Howe's inspanningen om Amerikaanse havens te verzegelen werden verder gehinderd door de noodzaak om marine-ondersteuning te bieden aan legeroperaties. In de zomer van 1777 vervoerde Howe het leger van zijn broer naar het zuiden en de Chesapeake Bay op om zijn offensief tegen Philadelphia te beginnen. Terwijl zijn broer Washington versloeg in Brandywine, Philadelphia veroverde en opnieuw won in Germantown, probeerden Howe's schepen de Amerikaanse verdediging in de Delaware-rivier te verminderen. Deze complete, Howe trok de vloot terug naar Newport, RI voor de winter.

In 1778 werd Howe diep beledigd toen hij hoorde van de benoeming van een nieuwe vredescommissie onder leiding van de graaf van Carlisle. Boos diende hij zijn ontslag in, dat met tegenzin werd aanvaard door de First Sea Lord, de graaf van Sandwich. Zijn vertrek werd snel vertraagd toen Frankrijk het conflict betrad en een Franse vloot in Amerikaanse wateren verscheen. Onder leiding van de Comte d'Estaing kon deze troepen Howe niet vangen in New York en werd hem verhinderd hem te betrekken bij Newport vanwege een zware storm. Terugkerend naar Groot-Brittannië werd Howe een uitgesproken criticus van de regering van Lord North.

Deze opvattingen weerhielden hem ervan nog een bevel te ontvangen totdat de Noord-regering begin 1782 viel. Howe nam het bevel over de Kanaalvloot en werd in aantal overtroffen door de gecombineerde strijdkrachten van de Nederlandse, Franse en Spaanse. Hij verschoof waar nodig handig zijn krachten en slaagde erin konvooien in de Atlantische Oceaan te beschermen, de Nederlanders in de haven te houden en de hulp van Gibraltar te leiden. Deze laatste actie zag zijn schepen versterkingen en voorraden leveren aan het belegerde Britse garnizoen dat sinds 1779 belegerd was.

Oorlogen van de Franse revolutie

Bekend als 'Black Dick' vanwege zijn donkere huidskleur, werd Howe in 1783 First Lord of the Admiralty als onderdeel van de regering van William Pitt the Younger. Hij diende vijf jaar en kreeg te maken met slopende budgetbeperkingen en klachten van werkloze officieren. Ondanks deze problemen slaagde hij erin de vloot in een staat van paraatheid te houden. Met het begin van de oorlogen van de Franse revolutie in 1793 kreeg hij het commando over de Channel Fleet ondanks zijn hoge leeftijd. Toen hij het volgende jaar de zee op ging, won hij een beslissende overwinning op de Glorious First van juni, waarbij hij zes schepen van de linie veroverde en een zevende liet zinken.

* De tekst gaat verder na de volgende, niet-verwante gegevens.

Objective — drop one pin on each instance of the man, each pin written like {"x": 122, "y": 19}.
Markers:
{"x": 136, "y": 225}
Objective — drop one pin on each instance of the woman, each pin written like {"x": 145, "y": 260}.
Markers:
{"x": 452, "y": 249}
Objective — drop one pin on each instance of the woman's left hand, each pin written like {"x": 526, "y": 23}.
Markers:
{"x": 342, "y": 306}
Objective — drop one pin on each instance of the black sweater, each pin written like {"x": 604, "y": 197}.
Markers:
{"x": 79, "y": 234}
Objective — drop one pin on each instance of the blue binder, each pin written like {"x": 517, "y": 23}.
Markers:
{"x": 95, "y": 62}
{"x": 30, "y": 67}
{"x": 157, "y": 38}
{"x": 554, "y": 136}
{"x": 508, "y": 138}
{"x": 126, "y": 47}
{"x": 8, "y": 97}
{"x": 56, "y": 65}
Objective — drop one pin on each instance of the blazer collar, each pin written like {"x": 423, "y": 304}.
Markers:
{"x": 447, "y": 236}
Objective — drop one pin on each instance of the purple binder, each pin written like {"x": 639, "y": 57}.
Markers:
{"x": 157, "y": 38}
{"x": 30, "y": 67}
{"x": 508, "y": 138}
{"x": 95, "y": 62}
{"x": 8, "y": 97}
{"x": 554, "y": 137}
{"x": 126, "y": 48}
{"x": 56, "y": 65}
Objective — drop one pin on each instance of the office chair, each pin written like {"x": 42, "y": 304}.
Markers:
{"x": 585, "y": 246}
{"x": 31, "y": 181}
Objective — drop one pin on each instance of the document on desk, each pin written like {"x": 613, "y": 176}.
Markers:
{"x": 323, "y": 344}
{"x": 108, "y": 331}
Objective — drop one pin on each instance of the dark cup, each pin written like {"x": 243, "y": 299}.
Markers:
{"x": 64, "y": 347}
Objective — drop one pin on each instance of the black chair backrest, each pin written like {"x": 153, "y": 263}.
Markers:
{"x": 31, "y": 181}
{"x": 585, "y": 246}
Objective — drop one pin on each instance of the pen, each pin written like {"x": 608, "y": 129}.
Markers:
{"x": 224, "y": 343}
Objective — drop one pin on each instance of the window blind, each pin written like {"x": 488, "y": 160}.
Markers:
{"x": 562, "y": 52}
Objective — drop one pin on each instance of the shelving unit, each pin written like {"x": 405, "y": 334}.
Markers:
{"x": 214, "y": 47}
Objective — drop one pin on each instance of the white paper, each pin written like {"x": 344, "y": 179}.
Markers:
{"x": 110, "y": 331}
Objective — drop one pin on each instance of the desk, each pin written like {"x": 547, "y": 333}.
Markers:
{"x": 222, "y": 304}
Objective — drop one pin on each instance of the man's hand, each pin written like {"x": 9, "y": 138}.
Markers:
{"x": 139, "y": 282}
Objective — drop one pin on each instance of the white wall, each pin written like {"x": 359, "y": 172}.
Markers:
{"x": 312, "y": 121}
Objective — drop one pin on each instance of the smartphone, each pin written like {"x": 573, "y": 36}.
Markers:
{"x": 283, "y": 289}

Na de campagne trok Howe zich terug uit de actieve dienst maar behield verschillende bevelen op de wens van koning George III. Geliefd bij de matrozen van de Koninklijke Marine, werd hij opgeroepen om te helpen bij het neerleggen van de muiterij van Spithead uit 1797. Inzicht in de eisen en behoeften van de mannen, was hij in staat om te onderhandelen over een aanvaardbare oplossing die gratie gaf voor diegenen die hadden gemuteerd, loonsverhogingen en de overdracht van onaanvaardbare officieren. Ridder in 1797, leefde nog twee jaar voordat hij stierf op 5 augustus 1799. Hij werd begraven in de familiekluis in St. Andrew's Church, Langar-cum-Barnstone.